Dear god, we need a sequel to this?

I should confess that I had a very curious reaction to Charles Webb’s THE GRADUATE: I hated it. Nay, I despised that book. Odd, because I had a fairly neutral reaction to the movie, but somehow in prose format, Benjamin Braddock came off as this whiny, good-for-nothing layabout who thinks he can win the girl of his dreams by stalking her and peppering her with stupid questions and not get the hint when she keeps telling him to go away. I was supposed to relate to him? I suppose the answer is yes, if “relating” equates to “wanting to slap him silly every second paragraph.”

So with that bias in mind, I must say that this news completely underwhelms me:

Ever since Elaine fled

the altar, leapt aboard a bus and rode off into the sunset with

Benjamin nearly 40 years ago, fans of The Graduate have been asking one

question: what happened next?

Plans
for a sequel to the film – starring Dustin Hoffman, Katharine Ross and
Anne Bancroft as the predatory Mrs Robinson – have become part of
Hollywood mythology. Now the speculation can finally be put to rest:
the sequel has been written.

Home
School picks up the narrative several years later. Benjamin is now a
father who, scarred by his own education, decides to teach his children
at home.
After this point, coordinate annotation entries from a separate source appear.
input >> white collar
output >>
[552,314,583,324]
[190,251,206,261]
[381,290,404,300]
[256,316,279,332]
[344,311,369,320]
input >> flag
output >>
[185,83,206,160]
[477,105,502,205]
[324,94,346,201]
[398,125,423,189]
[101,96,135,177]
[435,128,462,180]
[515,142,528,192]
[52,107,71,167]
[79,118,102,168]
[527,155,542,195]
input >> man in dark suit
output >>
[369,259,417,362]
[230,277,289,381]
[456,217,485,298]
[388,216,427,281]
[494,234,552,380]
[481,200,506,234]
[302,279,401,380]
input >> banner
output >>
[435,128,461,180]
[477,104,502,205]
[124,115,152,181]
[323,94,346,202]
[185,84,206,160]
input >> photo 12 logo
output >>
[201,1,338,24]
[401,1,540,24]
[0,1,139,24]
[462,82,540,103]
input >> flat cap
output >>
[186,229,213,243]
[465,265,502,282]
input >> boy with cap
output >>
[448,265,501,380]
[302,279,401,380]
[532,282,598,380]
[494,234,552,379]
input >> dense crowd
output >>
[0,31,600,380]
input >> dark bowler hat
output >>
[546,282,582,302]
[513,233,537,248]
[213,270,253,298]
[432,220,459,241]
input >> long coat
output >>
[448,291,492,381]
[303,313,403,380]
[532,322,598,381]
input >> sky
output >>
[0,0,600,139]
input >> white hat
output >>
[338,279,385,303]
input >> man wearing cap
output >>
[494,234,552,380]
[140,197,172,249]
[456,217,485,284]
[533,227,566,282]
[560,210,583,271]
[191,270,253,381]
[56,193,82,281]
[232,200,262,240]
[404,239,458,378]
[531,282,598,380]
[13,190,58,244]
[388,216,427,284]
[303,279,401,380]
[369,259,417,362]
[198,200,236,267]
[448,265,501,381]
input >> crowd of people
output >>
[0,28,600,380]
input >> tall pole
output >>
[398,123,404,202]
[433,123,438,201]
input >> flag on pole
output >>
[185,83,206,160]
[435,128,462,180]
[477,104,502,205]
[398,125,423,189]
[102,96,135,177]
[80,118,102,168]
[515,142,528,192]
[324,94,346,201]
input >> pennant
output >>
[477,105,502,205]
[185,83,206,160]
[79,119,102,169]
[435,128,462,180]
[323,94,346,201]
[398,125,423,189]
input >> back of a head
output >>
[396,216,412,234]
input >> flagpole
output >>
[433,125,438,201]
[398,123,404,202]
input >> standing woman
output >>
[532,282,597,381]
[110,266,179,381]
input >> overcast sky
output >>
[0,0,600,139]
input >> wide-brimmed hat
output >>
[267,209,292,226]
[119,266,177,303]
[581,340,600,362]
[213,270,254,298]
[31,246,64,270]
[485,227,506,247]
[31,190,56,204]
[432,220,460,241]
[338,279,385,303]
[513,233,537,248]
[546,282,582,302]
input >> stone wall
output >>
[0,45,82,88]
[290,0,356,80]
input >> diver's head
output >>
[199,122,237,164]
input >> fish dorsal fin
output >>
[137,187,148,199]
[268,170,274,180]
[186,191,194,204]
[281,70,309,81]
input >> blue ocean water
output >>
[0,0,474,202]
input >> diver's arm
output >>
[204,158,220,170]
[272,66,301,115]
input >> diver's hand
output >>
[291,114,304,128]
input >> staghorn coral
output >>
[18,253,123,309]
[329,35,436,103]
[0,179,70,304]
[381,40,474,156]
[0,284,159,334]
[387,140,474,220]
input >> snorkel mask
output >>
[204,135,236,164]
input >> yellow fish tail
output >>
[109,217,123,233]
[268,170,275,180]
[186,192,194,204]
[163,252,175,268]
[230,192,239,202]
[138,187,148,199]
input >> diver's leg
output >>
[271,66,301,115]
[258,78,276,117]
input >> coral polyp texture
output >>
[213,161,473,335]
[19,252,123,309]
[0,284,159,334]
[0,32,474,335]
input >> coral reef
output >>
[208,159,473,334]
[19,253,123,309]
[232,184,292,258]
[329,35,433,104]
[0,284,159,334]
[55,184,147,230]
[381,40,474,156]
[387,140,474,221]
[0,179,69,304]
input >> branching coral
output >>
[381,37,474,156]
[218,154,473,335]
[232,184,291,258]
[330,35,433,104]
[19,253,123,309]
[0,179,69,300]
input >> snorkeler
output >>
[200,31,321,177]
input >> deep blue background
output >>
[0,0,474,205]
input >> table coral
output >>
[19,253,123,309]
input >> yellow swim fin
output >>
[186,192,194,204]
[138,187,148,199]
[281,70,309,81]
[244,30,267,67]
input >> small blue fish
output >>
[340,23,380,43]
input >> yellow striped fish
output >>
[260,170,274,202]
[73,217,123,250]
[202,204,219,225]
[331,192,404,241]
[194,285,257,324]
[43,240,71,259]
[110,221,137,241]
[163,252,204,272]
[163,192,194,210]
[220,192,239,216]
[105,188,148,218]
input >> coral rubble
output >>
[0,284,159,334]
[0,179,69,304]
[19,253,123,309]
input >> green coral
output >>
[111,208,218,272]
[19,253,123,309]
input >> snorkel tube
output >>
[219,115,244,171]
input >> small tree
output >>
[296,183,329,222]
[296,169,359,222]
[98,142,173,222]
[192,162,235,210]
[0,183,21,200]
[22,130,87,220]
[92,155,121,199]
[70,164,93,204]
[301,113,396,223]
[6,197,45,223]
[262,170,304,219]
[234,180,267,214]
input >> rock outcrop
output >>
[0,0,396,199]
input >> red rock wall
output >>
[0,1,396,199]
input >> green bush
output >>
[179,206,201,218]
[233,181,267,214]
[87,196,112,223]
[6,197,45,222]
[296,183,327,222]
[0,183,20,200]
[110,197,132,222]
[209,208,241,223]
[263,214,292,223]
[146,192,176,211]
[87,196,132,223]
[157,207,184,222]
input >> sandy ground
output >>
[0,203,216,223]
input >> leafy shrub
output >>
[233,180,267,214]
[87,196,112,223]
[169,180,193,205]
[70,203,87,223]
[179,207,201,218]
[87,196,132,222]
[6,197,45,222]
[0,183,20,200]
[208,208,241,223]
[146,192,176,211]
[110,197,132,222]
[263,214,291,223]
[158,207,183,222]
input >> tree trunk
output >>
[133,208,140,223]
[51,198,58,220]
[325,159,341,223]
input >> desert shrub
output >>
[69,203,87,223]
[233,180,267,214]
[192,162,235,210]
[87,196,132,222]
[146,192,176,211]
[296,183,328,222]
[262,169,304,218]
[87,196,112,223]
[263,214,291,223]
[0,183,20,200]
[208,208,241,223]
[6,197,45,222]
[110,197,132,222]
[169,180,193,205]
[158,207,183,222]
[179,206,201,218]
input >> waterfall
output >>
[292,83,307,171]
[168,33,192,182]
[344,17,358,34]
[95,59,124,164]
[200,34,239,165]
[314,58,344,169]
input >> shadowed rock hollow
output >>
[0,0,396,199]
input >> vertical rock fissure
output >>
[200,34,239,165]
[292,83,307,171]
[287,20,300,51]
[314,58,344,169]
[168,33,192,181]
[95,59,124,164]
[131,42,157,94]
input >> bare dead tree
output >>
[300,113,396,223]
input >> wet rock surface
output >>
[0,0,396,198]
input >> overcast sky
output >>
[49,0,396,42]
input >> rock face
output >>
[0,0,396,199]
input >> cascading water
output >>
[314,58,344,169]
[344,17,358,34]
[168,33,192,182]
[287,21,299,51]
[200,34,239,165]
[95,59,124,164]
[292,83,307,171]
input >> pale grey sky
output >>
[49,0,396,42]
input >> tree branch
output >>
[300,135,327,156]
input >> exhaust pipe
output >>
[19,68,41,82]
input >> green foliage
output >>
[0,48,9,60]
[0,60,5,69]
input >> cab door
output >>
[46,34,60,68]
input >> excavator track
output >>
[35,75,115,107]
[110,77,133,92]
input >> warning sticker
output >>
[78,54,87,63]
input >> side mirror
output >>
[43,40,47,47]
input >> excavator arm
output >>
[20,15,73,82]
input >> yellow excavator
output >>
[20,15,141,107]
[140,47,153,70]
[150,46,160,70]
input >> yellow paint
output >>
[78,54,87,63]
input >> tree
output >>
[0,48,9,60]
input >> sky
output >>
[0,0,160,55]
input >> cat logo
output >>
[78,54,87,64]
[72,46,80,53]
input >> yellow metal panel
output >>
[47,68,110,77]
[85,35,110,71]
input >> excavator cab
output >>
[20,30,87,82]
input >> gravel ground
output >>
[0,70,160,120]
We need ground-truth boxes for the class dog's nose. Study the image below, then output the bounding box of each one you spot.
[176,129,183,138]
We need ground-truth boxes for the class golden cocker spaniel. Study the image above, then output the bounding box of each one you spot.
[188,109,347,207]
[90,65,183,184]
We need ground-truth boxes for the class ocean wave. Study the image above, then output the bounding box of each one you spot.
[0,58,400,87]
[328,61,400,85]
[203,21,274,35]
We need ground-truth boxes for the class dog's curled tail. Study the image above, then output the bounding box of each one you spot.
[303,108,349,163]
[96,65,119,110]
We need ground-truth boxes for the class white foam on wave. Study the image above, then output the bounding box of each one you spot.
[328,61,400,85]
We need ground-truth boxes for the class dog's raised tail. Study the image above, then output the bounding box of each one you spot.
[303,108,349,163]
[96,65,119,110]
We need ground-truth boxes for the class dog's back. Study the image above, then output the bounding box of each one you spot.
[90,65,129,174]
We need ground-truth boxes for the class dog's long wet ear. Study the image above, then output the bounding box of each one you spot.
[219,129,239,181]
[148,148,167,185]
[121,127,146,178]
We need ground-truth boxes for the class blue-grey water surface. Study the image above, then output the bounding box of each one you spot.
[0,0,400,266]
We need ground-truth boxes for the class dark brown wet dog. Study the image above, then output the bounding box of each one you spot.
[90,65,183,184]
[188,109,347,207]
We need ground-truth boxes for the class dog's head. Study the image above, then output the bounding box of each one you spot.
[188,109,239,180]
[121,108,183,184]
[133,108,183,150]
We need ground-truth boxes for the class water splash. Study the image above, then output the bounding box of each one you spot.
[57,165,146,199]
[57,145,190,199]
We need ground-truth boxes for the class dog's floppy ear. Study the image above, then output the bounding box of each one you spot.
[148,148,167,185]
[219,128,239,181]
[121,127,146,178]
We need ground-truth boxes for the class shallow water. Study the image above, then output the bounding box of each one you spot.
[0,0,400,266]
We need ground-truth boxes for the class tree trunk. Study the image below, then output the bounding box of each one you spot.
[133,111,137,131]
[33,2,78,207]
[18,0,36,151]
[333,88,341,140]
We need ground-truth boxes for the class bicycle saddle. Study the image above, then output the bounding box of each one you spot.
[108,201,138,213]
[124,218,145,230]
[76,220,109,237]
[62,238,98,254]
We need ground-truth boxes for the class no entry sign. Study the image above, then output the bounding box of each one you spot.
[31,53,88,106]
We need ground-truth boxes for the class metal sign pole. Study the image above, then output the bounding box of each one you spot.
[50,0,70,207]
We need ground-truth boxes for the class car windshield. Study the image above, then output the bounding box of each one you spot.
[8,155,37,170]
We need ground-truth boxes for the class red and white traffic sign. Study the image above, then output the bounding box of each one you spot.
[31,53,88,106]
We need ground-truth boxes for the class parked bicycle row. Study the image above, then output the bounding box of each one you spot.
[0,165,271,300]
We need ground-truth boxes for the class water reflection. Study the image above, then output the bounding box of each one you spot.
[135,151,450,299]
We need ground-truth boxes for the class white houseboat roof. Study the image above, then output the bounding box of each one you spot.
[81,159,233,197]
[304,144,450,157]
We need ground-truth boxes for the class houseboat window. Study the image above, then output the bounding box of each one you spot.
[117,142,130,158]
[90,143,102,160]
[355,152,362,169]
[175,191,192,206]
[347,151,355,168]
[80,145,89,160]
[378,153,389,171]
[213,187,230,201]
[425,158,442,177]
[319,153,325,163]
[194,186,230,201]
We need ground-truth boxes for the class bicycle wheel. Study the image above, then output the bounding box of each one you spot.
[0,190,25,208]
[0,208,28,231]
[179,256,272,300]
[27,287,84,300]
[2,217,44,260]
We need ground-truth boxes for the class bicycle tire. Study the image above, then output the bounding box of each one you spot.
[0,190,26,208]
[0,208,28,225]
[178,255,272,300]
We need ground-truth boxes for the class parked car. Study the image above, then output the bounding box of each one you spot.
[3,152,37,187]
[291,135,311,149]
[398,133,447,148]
He has not, however, entirely escaped his past, as the
seductive spectre of Mrs Robinson looms once again.

But
the agonising wait is not over for devotees yet. Charles Webb, who
wrote The Graduate in 1963, has declared that Home School, which he
completed two months ago, will not be published until after his death.

He
explained that when he sold the film rights for The Graduate , a
contract clause stated he also signed away the rights to its
characters, meaning that any follow-up could be turned into a film
without his consent. He claims he offered to work with the rights
owner, the French media company Canal Plus, on a big-screen version of
Home School but was rebuffed, so he now intends to leave the novel to
his sons in his will.

‘It
would be devastating to publish the book and then be a bystander and
watch a mediocre movie made of this story,’ Webb, 65, told The
Observer. ‘I guess I was naive to think it was an obvious thing we
would all agree on.’

The film rights owners wonder why Webb’s being so pessimistic, but grand gestures aside, he has a point. Even if it means that should I have the misfortune to read this book whenever it’s published, I’ll want to slap Benjamin Braddock all over again.